The bill now faces a tough battle in the House.
The Senate voted 62-37 Friday to endorse Obama’s request for “fast-track” negotiating authority. It would let him present trade agreements that Congress can ratify or reject, but not change.
Obama says fast track would improve chances for a long-negotiated trade deal with 11 other Pacific Rim nations.
Labor unions and many liberals oppose the bill. They say free-trade deals send U.S. jobs overseas.
Obama lobbied hard on trade. He phoned numerous senators, and repeatedly sent top aides to talk with lawmakers. He says U.S. products must reach more foreign markets.
Most Senate Democrats opposed the bill.
Earlier Friday, the Senate voted down an amendment proposed by Sens. Debbie Stabenow, D-Lansing, and Rob Portman, R-Ohio, to require any future trade agreement include enforceable provisions cracking down on foreign currency manipulation.

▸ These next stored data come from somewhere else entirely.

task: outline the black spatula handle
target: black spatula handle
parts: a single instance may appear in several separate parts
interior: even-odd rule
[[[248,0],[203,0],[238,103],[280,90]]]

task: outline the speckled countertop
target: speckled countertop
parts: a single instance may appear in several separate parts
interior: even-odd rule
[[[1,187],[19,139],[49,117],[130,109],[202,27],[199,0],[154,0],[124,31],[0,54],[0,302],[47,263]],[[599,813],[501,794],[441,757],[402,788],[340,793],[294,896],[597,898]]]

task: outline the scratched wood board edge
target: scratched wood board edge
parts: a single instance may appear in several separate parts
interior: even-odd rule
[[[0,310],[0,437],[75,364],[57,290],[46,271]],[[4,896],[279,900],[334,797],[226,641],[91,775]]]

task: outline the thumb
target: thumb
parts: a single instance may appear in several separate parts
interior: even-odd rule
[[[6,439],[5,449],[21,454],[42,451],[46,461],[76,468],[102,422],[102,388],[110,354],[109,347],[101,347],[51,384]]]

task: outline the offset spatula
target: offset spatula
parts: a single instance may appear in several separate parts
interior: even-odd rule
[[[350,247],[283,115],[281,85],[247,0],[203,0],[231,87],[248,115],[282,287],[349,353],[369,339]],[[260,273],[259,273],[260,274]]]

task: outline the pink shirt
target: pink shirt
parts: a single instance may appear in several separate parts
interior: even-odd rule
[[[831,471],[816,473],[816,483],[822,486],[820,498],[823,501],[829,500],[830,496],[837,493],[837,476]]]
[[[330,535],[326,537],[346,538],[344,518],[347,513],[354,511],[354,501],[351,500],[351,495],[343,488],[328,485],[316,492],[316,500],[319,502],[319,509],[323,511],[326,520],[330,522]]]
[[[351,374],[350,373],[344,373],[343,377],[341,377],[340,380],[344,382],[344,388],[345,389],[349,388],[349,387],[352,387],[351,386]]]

“If this fast track trade bill passes the Senate, it is deeply disturbing that it will not include language needed to protect American workers and businesses,” Stabenow said in a statement.
Legislation to prevent a lapse in the anti-terror Patriot Act still awaited action by lawmakers who covetously eyed a weeklong vacation.
Senate Majority Leader Mitch McConnell of Kentucky, Obama’s indispensable ally on the trade bill, saw things differently than the White House on the Patriot Act legislation.
The disagreement centered on a House-passed provision to eliminate the National Security Agency’s ability to collect mass telephone records of Americans. Instead, the material would remain with phone companies, with government searches of the information allowed by court order on a case-by-case basis.
“The untried — and as of yet, nonexistent — bulk-collection system envisioned under that bill would be slower and more cumbersome than the one that currently helps keep us safe,” McConnell said.